El partido se calentó y la tensión aumentó cuando Paik Seung-ho recibió la segunda amonestación para Corea del Sur al minuto 58.
El duelo entró en su recta final con un carrusel de sustituciones, agotando ambos equipos sus 5 cambios permitidos. México ajustó sus piezas al 71′, dando ingreso a Orbelín Pineda por Brian Gutiérrez y a Obed Vargas, quien tomó el lugar del goleador Romo.

Para sellar el triunfo, el estratega mexicano reforzó el equipo en los minutos finales. Mandó a la cancha a Israel Reyes y Santiago Giménez al 80′, y a César Huerta al 84′. El gol de Romo desató la locura en las gradas tapatías y dejó sin capacidad de respuesta a los asiáticos.
Ilusión a tope en tierras aztecas
El impacto de este resultado trasciende las expectativas iniciales. La victoria de México en un duelo tan cerrado ha hecho eco inmediato en el mundo del fútbol y entre su afición.

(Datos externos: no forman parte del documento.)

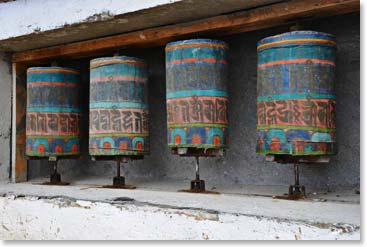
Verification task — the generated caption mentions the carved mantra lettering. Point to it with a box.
[257,99,335,128]
[167,96,228,124]
[26,112,80,135]
[89,109,149,134]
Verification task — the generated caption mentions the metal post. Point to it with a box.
[116,159,121,177]
[294,163,300,192]
[195,156,200,180]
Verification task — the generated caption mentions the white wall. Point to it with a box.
[0,52,12,181]
[0,0,181,40]
[0,196,360,240]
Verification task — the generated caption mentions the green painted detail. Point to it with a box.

Los seguidores en las plataformas digitales no tardaron en reaccionar. La mayoría ha catalogado de forma unánime este triunfo como una muestra de solidez defensiva en lo que llevamos de Copa del Mundo.
El clamor de los fanáticos se ha tornado esperanzador bajo la premisa de que México sabe manejar los partidos apretados. A pesar de irse en blanco en tiros de esquina a su favor durante los 90 minutos, el equipo supo ser letal.
Las estadísticas de este arranque respaldan el orden tricolor. México logró 4 tiros a puerta y fue sumamente limpio en las disputas, terminando el encuentro sin recibir ni una sola tarjeta amarilla o roja.